High Pressure Washer: Is Water De-Burring for You?

by : Ann Knapp

High pressure de-burring utilizes water jet streams from 3,000 to 7,500+ psi to knock unwanted burrs from finished parts. By processing cast, cut or bored parts through a high pressure system, companies are able to create high quality, consistently finished parts each time with no possibility of diminished effectiveness. High pressure de-burring operations though, do have limited applications.

Not all metal cutters leave the same types of burrs in the same location every time. In these cases of inconsistent burr removal, brushes and media tumblers are a better choice for the company. The following paragraphs outline some other de-burring options and explain why particular methods are suited for different applications.

Depending on a variety of factors such as casting condition, substrate thickness and cutting tool condition, unacceptable burrs can be left in parts. These can be removed via high pressure spray stream, power brushes, media in tumble units, or hydraulically controlled, probing brushes. Media and brushes can deliver acceptable results, but they do carry some negative characteristics.

Tumble de-burr systems require the parts to be unloaded and dropped into a media filled tumble unit. They are dumped, retrieved, and delivered to the next manufacturing stage via bins. If this process delivers satisfactory de-burring results for the manufacturer then the only thing left to do is to remove the media residue from the parts. In order to do that, a washer must be placed after the tumbler to sufficiently clean any soil created in the media tumbling process.

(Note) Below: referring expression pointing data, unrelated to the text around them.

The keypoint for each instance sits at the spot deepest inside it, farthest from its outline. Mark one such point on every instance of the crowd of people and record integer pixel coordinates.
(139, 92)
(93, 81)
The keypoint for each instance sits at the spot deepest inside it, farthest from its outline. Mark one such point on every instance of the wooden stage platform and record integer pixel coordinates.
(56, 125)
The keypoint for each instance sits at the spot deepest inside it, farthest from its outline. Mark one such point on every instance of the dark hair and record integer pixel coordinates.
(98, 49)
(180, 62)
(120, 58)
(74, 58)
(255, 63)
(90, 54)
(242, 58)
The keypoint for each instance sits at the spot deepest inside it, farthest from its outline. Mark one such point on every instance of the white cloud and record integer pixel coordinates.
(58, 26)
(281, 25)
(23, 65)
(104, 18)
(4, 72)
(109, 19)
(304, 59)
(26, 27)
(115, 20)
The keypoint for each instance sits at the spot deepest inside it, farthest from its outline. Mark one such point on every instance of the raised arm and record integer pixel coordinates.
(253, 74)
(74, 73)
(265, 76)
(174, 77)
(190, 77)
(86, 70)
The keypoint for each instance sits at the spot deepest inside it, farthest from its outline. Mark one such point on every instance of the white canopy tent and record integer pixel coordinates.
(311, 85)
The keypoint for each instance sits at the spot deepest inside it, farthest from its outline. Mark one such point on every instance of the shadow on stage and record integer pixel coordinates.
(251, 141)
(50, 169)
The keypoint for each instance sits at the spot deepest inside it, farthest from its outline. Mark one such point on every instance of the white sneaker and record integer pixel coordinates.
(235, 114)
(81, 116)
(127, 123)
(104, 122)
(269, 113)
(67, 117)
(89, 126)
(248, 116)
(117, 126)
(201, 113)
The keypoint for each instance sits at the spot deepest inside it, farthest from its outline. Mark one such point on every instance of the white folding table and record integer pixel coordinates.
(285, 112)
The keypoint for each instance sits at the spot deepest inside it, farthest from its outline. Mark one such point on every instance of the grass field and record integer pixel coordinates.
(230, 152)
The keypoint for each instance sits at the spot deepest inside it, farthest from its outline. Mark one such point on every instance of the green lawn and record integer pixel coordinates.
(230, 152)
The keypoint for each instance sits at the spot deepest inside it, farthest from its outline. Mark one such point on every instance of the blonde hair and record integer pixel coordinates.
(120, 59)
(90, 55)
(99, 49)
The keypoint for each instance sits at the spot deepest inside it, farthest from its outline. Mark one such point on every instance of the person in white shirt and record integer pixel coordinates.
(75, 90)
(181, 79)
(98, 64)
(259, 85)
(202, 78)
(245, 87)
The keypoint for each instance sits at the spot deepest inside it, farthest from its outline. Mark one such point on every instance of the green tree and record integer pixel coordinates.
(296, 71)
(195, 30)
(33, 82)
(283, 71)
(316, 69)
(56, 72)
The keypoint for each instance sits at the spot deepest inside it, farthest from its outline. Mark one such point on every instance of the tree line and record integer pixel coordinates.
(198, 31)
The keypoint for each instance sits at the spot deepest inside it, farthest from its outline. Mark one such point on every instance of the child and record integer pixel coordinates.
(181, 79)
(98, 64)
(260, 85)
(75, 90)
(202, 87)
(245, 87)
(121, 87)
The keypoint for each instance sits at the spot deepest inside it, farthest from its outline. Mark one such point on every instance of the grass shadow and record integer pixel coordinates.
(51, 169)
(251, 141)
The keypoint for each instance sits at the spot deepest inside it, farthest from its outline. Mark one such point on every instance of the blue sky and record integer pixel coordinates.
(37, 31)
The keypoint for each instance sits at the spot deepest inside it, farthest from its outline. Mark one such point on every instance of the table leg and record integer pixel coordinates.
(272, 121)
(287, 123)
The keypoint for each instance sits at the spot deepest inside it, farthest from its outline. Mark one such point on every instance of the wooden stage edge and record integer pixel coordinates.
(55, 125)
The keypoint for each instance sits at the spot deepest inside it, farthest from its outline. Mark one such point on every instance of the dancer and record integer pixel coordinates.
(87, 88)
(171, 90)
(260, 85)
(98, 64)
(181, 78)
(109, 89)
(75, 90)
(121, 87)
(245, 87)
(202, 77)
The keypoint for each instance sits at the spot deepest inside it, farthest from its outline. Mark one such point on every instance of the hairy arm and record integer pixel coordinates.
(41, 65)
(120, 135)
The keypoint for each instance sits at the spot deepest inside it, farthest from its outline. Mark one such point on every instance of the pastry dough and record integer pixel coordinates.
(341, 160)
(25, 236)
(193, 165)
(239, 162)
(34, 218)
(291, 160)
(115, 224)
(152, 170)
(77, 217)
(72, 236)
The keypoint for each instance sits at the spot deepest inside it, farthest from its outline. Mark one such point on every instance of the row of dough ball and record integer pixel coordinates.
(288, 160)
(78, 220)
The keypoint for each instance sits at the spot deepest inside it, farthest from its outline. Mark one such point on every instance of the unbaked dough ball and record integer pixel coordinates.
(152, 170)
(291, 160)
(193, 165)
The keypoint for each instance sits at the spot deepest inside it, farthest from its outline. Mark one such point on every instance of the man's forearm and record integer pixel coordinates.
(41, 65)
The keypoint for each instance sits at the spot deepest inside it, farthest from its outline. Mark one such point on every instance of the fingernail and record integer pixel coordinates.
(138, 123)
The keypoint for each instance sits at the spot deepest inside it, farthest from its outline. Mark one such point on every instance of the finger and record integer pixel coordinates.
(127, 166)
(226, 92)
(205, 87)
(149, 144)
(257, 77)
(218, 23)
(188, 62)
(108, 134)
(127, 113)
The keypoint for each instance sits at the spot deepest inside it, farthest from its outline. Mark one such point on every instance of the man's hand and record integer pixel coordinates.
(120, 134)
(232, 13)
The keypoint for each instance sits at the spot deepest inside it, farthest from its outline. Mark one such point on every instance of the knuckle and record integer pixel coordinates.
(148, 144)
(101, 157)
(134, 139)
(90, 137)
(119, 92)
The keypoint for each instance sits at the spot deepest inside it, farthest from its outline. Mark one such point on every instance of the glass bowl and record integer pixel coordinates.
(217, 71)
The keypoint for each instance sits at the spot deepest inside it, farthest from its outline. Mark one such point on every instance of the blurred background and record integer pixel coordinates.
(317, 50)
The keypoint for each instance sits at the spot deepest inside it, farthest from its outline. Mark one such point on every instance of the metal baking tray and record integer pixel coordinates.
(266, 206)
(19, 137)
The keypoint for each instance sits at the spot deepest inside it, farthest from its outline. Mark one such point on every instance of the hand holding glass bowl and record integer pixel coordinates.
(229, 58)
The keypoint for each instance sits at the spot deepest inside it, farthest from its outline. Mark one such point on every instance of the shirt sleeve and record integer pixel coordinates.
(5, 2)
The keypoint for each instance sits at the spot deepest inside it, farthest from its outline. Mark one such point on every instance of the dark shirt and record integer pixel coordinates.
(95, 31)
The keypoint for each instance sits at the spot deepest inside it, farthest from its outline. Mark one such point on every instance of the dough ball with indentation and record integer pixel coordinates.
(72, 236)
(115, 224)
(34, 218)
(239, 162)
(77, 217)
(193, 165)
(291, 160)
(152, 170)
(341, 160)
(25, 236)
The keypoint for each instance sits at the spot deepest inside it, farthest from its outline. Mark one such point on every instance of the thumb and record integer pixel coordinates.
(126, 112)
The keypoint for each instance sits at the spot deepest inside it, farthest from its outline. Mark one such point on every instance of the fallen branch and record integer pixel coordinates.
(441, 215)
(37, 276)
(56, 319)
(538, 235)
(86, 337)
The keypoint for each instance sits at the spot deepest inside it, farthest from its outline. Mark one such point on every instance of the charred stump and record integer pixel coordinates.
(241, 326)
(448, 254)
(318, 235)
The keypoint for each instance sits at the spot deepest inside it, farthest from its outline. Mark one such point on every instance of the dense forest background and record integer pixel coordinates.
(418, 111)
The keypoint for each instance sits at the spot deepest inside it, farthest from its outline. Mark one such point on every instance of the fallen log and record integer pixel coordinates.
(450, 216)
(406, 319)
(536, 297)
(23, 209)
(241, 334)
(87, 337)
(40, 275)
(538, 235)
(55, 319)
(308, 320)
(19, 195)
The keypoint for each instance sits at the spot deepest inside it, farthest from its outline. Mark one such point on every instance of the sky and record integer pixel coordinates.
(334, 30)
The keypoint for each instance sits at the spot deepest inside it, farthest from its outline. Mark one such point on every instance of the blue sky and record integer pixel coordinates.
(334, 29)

Although media tumbling units are relatively inexpensive, multiple part handling locations mean more operators are required to run the manufacturing cell. In addition, media residue must be washed off of the parts and a low pressure parts washer will be required to complete this task. In addition, this media tumbling assumes each part can handle rough part on part contact. Any part that cannot is not permitted to consider this method of de-burring parts.

Complex parts can contain intermittent and inconsistent burrs. Surface brushes used to de-burr extended rough faces are appropriate for these parts. An electrically energized brush is used to attack the part. This is an effective tool for cleaning parts that do not always have burrs in the same location. Brush wear in this process is tough to predict. The more the brush wears the less effective the de-burring becomes. This makes it critical to schedule brush replacement prior to reaching the level of acceptable finish. Although, this method relies upon diligent maintenance, this remains the ideal system for removing a wide range of burr sizes from an extended surface area.

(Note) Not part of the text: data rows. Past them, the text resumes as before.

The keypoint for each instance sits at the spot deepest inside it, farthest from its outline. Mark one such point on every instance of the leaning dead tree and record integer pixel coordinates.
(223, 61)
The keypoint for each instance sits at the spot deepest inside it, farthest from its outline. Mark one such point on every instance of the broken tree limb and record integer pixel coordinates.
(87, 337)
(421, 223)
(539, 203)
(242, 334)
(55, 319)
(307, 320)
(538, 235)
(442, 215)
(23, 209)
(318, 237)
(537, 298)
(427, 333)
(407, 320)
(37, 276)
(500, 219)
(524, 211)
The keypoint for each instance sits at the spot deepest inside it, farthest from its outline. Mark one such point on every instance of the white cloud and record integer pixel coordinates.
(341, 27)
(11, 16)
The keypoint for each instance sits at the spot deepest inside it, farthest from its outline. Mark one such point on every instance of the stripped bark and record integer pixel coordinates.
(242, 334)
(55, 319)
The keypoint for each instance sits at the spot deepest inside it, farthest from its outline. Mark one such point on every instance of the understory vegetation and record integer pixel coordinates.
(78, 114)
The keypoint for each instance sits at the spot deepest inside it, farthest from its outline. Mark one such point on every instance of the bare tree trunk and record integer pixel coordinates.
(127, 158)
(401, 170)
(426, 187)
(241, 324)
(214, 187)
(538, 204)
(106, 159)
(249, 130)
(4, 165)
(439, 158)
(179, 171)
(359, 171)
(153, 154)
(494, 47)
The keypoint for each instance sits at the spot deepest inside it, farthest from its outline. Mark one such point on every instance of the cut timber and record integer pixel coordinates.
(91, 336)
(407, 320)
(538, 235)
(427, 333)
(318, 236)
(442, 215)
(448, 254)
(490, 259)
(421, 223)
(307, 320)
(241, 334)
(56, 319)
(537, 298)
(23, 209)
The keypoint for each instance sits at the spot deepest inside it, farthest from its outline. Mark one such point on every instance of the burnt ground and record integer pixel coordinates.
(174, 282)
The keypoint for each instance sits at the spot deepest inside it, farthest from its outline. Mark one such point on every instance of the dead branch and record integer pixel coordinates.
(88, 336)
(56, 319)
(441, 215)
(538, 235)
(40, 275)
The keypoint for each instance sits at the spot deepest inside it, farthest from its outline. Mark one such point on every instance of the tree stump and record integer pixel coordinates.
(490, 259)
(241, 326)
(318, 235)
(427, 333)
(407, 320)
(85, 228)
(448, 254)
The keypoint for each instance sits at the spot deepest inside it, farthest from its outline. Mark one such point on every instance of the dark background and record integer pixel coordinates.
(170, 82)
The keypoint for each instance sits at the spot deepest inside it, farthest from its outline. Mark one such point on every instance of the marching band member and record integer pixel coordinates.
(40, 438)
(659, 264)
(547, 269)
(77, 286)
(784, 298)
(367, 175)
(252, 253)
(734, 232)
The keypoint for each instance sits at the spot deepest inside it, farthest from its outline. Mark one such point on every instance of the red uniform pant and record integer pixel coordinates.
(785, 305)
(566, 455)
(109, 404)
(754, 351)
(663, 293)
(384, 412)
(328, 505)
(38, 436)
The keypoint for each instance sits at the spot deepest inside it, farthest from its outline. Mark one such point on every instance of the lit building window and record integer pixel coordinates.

Probing brushes are similar to surface brushes in their applications and limitations. These brushes are directed into the holes created by the tooling while the casting was bored. Like the surface brushes, probing brushes are most appropriate for parts that have inconsistent burr patterns. As is the case with surface brushes, these brushes are unpredictable in their wear and it is impossible to predict when they will need replacement.

The difficulty of knowing when to replace surface and probing brushes can give manufacturers headaches. Often, an inadequate brush is not detected until a customer complains to the manufacturer about unacceptable leftover burrs. Unfortunately for the company, by the time they receive the complaint from the customer; many shipments of unacceptable parts may have been shipped. Internal quality checks can help to schedule brush maintenance, but the time and labor involved with this maintenance can be prohibitive.

Methods of de-burring can be described through a simple analogy. Imagine the burrs as cans sitting atop a wall. Removing the burrs with a powered brush is analogous to removing the cans with a hand grenade. You will remove all the cans, but there is a possibility of damage to the wall itself. Removing burrs with tumbling media is like clearing a mountainside with a landslide. The rough patches are removed, but so is the beauty. The hydro system is a sharpshooter, knocking the burrs off with accuracy and leaving the wall, mountainside or part untouched.

Therefore, if a part has consistent placement of burrs, a high-pressure direct spray system is appropriate. An example of this can be found in an automotive transmission plant. An aluminum valve body, once milled, is left with a consistent roll over bore in the spool bore. A power brush cannot access the hole where the spur is located. A probing brush may be able to access the burr, but there is the chance that it will damage the machined surface of the part and render it scrap.

A high-pressure water stream can shoot into the hole and knock the bore off with precision. It can then flush the burr out, and do no damage to the machined surface. Assuming the burr is formed in the correct spot in the prior stages, the high-pressure water system will deliver the best quality possible every time.

Before committing to a hydro de-burring system, a company must make sure it will work for their part. If it does, then they must determine if the money they will make from delivering a high-quality end product is worth the cost of the machine.